150 Noth State Street, HC13 Box 4274 Wales, Ut 84667 435-436-9345 firstname.lastname@example.org
Soon after the homesteading fever hit Sanpete in 1870, polygamists and other farmers from Mt. Pleasant, Moroni and Spring City spread out onto the meadows along the bottomlands of Oak and Canal Creeks below Spring City. Despite their dispersion they formed a ward (1877) named Chester, shortened by the Post Office from the “Chesterfield” proposed by David Candland, who had immigrated from Chesterfield, England. We must forgive his lack of originality. He was only trying to improve the image of the hamlet from its original name: . A meetinghouse, a school, an Allred store, and a few houses soon sprang up close to the crossroads at the center of town.
Settled about 1874 by John Bosshardt, who raised the first barley and alfalfa and Lars Fjeldsted, who ran a co-op heard of sheep, and Axel Finarsen, a Danish bachelor. The town spread out on an east-west axis along Willow Creek, which was the area’s name until the railroad and post offices arrival in 1891. The place has an expansive open flavor reminiscent of the Midwest, with irrigated grains and alfalfa sweeping eastward to the foothills of the Wasatch Plateau.
Farms and houses are dispersed, as are Axtell’s “central places,” notably the post office and the ward house. Thus it differs from the typical Mormon village settlement plan. Axteller’s have a keen appreciation of their “peace and quiet” and a sense of “in between” stemming from their county border location. Notable sites include historic and contemporary salt mines in the foothills east and west. Willow Creek Reservoir, a haven for wildlife, is about 5.5 miles east of town behind the foothills, and a graded road continues to Skyline Drive near 10,984-foot Musinia Peak.

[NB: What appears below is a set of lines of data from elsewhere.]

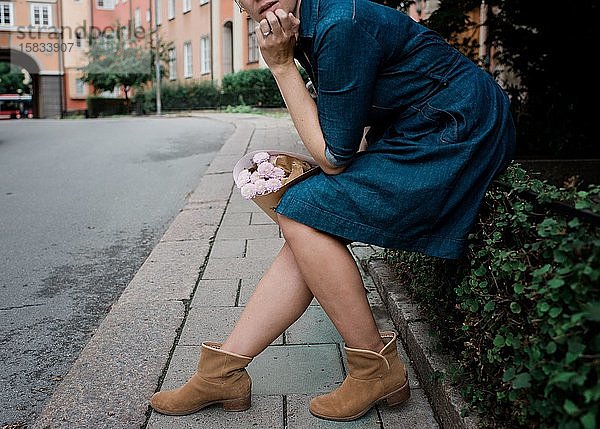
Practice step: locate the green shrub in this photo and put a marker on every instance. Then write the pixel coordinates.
(252, 87)
(521, 312)
(179, 96)
(101, 106)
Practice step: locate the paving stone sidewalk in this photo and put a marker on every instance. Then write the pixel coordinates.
(192, 288)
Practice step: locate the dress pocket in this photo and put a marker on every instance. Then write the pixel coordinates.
(444, 121)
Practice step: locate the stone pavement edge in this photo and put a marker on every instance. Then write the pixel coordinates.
(192, 288)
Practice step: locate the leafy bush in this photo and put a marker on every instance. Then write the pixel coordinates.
(179, 96)
(100, 106)
(252, 87)
(521, 312)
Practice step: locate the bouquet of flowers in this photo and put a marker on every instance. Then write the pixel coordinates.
(263, 176)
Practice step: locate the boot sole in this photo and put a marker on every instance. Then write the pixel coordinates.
(393, 399)
(235, 405)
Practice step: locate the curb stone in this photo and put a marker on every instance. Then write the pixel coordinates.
(447, 403)
(127, 354)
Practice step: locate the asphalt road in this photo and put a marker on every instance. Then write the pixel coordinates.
(82, 204)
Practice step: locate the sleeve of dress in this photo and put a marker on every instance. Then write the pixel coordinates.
(347, 60)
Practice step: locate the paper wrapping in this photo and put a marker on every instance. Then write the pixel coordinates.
(296, 166)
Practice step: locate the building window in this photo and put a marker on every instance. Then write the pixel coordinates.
(187, 59)
(79, 87)
(78, 39)
(6, 13)
(171, 11)
(41, 14)
(252, 42)
(204, 55)
(105, 4)
(158, 13)
(172, 64)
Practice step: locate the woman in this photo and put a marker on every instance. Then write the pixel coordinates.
(439, 131)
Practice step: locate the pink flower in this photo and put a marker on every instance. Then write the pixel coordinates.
(243, 178)
(248, 191)
(278, 173)
(273, 184)
(260, 157)
(265, 169)
(261, 186)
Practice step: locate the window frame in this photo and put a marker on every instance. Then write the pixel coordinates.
(172, 53)
(41, 6)
(205, 55)
(11, 13)
(188, 65)
(253, 50)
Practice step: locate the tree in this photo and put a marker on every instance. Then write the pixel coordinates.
(12, 79)
(115, 60)
(547, 46)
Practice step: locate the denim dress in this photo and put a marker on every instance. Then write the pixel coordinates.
(440, 130)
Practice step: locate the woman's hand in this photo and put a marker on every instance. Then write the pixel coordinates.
(276, 36)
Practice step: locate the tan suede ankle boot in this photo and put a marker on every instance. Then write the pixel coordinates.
(220, 378)
(372, 377)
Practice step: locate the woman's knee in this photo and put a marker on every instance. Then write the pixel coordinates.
(290, 228)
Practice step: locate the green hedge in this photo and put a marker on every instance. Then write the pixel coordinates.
(100, 106)
(521, 313)
(254, 88)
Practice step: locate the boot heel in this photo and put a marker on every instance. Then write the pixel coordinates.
(241, 404)
(399, 396)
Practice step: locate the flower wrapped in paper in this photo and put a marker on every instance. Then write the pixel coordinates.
(263, 176)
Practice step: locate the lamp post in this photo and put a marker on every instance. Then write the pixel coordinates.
(157, 61)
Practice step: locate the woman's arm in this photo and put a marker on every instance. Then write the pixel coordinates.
(278, 51)
(303, 111)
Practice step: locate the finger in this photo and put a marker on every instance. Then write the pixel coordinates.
(284, 20)
(260, 37)
(274, 23)
(295, 21)
(264, 27)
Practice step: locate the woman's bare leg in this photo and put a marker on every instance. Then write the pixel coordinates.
(279, 299)
(332, 276)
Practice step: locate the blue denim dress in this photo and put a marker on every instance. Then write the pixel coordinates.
(440, 130)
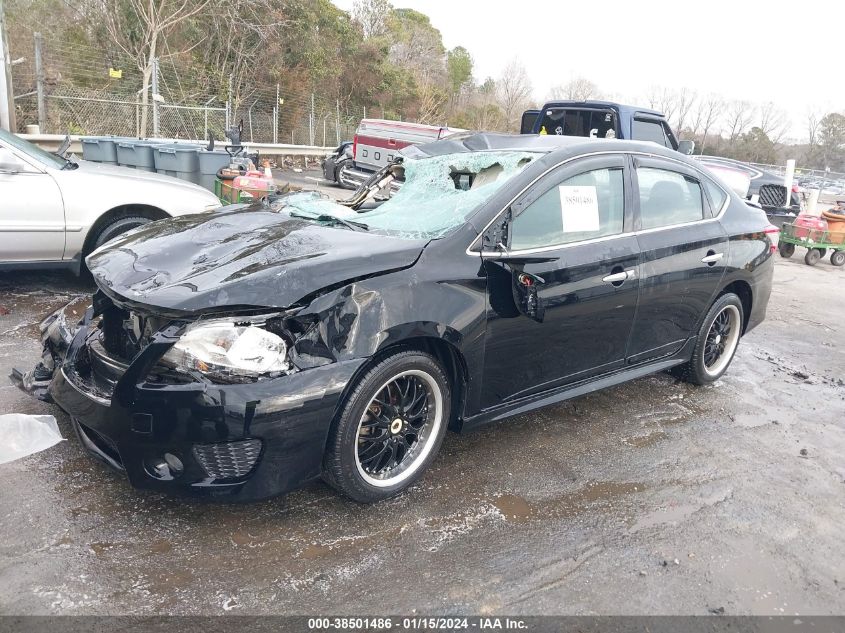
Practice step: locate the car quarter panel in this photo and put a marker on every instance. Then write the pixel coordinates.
(751, 256)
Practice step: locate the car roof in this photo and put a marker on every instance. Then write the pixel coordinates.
(538, 143)
(628, 109)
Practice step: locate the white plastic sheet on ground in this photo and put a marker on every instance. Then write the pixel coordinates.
(22, 435)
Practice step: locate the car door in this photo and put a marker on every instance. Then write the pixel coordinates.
(562, 297)
(32, 216)
(683, 253)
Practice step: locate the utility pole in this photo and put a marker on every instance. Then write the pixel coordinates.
(156, 98)
(276, 117)
(39, 84)
(7, 103)
(311, 122)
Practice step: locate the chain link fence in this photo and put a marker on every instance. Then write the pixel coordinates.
(78, 90)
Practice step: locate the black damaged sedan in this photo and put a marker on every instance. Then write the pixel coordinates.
(245, 352)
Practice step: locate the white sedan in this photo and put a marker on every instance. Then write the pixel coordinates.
(54, 211)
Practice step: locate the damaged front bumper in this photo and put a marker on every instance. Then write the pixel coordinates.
(246, 441)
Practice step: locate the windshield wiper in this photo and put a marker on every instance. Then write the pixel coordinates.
(324, 217)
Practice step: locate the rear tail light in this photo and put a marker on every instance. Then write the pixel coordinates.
(774, 235)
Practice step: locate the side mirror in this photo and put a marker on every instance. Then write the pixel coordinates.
(9, 163)
(686, 147)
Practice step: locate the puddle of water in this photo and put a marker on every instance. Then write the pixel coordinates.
(161, 546)
(516, 509)
(315, 551)
(101, 548)
(513, 507)
(644, 441)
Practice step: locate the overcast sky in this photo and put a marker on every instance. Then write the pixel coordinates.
(740, 49)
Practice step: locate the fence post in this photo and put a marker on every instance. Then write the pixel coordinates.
(337, 121)
(276, 117)
(311, 122)
(229, 105)
(787, 180)
(156, 97)
(39, 84)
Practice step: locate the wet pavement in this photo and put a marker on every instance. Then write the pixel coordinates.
(653, 497)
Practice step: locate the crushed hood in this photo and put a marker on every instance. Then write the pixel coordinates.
(246, 257)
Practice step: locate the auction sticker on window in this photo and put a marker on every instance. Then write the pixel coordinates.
(579, 207)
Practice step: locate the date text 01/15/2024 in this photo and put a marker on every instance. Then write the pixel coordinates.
(415, 623)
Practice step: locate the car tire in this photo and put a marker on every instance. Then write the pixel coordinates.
(716, 343)
(812, 257)
(117, 227)
(389, 427)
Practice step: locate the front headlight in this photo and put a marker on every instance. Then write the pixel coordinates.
(229, 349)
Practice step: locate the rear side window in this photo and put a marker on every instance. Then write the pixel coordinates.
(668, 197)
(584, 207)
(717, 196)
(646, 130)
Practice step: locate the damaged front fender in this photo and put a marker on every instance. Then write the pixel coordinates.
(57, 332)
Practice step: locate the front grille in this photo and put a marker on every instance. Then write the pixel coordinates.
(126, 333)
(228, 460)
(102, 443)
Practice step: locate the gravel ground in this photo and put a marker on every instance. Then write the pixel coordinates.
(654, 497)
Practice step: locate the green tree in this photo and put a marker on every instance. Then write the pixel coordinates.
(459, 68)
(832, 141)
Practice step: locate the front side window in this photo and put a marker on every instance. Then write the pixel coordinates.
(583, 207)
(31, 150)
(645, 130)
(668, 197)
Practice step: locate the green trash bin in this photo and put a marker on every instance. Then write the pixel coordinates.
(137, 154)
(180, 160)
(100, 149)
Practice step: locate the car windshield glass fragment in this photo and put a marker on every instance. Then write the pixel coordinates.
(33, 151)
(438, 194)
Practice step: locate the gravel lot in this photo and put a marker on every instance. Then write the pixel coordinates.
(651, 498)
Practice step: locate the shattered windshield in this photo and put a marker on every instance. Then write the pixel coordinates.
(438, 194)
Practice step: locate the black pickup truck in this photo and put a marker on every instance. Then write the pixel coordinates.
(602, 119)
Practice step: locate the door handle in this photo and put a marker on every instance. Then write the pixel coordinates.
(711, 258)
(616, 278)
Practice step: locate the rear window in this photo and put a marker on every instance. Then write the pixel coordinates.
(648, 130)
(574, 122)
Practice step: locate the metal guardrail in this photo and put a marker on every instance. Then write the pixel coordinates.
(51, 143)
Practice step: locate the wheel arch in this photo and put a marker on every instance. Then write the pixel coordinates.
(445, 352)
(123, 210)
(742, 289)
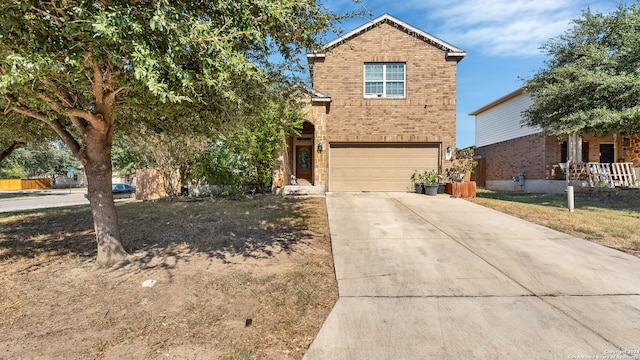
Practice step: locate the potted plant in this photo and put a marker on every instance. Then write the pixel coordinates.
(431, 182)
(443, 179)
(417, 178)
(460, 173)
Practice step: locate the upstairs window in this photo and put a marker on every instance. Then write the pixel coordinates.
(384, 80)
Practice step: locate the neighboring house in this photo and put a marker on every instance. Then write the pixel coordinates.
(506, 148)
(383, 105)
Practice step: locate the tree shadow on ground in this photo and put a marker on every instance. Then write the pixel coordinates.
(163, 233)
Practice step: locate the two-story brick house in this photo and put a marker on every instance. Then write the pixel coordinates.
(383, 105)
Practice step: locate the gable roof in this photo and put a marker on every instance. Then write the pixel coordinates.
(451, 52)
(495, 103)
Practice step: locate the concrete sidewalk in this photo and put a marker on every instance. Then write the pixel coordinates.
(435, 277)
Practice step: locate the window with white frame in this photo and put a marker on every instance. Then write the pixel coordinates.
(384, 80)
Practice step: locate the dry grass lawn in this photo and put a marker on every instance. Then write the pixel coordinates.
(235, 279)
(614, 222)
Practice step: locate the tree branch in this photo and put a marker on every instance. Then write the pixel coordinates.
(96, 80)
(62, 95)
(11, 149)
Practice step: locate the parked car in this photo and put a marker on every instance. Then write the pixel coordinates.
(121, 191)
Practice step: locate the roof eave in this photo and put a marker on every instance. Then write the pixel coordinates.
(443, 45)
(495, 103)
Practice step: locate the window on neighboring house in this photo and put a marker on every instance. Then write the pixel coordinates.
(384, 80)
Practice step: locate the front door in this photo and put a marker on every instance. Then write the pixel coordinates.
(304, 163)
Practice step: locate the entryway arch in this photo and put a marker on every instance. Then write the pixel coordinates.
(303, 156)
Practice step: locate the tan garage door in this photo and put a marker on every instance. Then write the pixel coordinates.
(378, 167)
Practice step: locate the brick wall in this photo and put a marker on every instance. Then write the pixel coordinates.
(631, 149)
(430, 81)
(526, 154)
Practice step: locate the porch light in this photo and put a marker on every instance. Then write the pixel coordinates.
(448, 155)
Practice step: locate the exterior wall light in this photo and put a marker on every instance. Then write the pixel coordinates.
(448, 155)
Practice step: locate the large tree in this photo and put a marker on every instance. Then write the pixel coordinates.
(14, 137)
(591, 81)
(85, 67)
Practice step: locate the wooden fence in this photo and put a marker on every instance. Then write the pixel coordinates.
(603, 174)
(24, 184)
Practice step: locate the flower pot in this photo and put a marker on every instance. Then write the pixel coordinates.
(461, 189)
(431, 189)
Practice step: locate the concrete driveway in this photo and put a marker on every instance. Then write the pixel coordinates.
(436, 277)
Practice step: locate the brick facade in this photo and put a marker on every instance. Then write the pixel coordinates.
(341, 114)
(538, 155)
(426, 115)
(528, 154)
(631, 149)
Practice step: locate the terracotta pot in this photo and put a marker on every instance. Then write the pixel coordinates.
(461, 189)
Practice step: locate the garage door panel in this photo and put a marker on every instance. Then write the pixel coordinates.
(378, 167)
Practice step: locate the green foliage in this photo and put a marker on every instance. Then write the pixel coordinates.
(43, 161)
(244, 158)
(591, 83)
(125, 156)
(12, 170)
(462, 164)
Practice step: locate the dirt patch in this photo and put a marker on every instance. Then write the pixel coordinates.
(247, 279)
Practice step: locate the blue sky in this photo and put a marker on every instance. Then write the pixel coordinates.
(501, 37)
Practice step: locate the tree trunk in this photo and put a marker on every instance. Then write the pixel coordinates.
(105, 219)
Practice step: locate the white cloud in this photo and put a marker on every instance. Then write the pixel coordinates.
(490, 27)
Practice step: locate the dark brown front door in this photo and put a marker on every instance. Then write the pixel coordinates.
(304, 163)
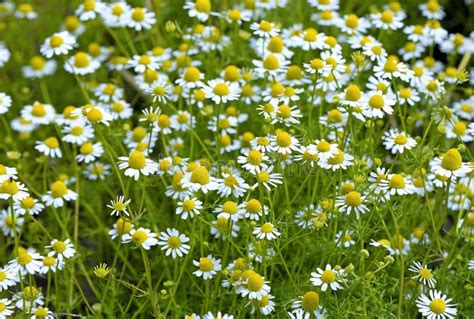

Settled by five families from Springville who arrived by ox team April 8, 1861. After finding Hog Wallow (Gunnison) too crowded, they backtracked five miles to establish Warm Creek. Three families soon left, but the Joseph Bartholomew and James Mellor families stuck it out and descendants remain today.
One pioneer described the site as a lush meadow paradise abounding in wildlife. Chief Arapeen extracted two fat oxen for ceding the life-giving spring and some calves for the meadowlands. Willow-covered dugouts and wagon boxes first provided shelter, followed by log cabins and later houses of local stone and brick. Retreats were common and log buildings were moved inside the Gunnison fort during the Blackhawk War of the 1860’s. Apostle Orson Hyde urged the name change to Fayette for the New York town where the LDS Church was organized.
HC13 Box 300564, 100 E. Center, Fayette, Ut 84630 435-528-3883
Sanpete also has its share of ghost towns. Across the Sanpitch River from Ephraim and against the Sanpitch Mountains is Manasseh, which consisted of 21 families scattered from the borders of Maple Canyon to a point near Wales.
The hollow west of Sterling is where the old town of Pettyville used to be. In 1881, the people of Pettyville moved to Sterling. Dover was founded in 1875 over the hills north of Gunnison and around the point on State Road 28. If you go west of the Sevier River, you might see remnants of farms where Dover once existed.
The ghost town of Clarion, located west of Gunnison, was a settlement of Jewish immigrants, founded in the fall of 1911. They tried to eke a living from the poor, rock-strewn soil with very little resources, and abandoned the site in November, 1915.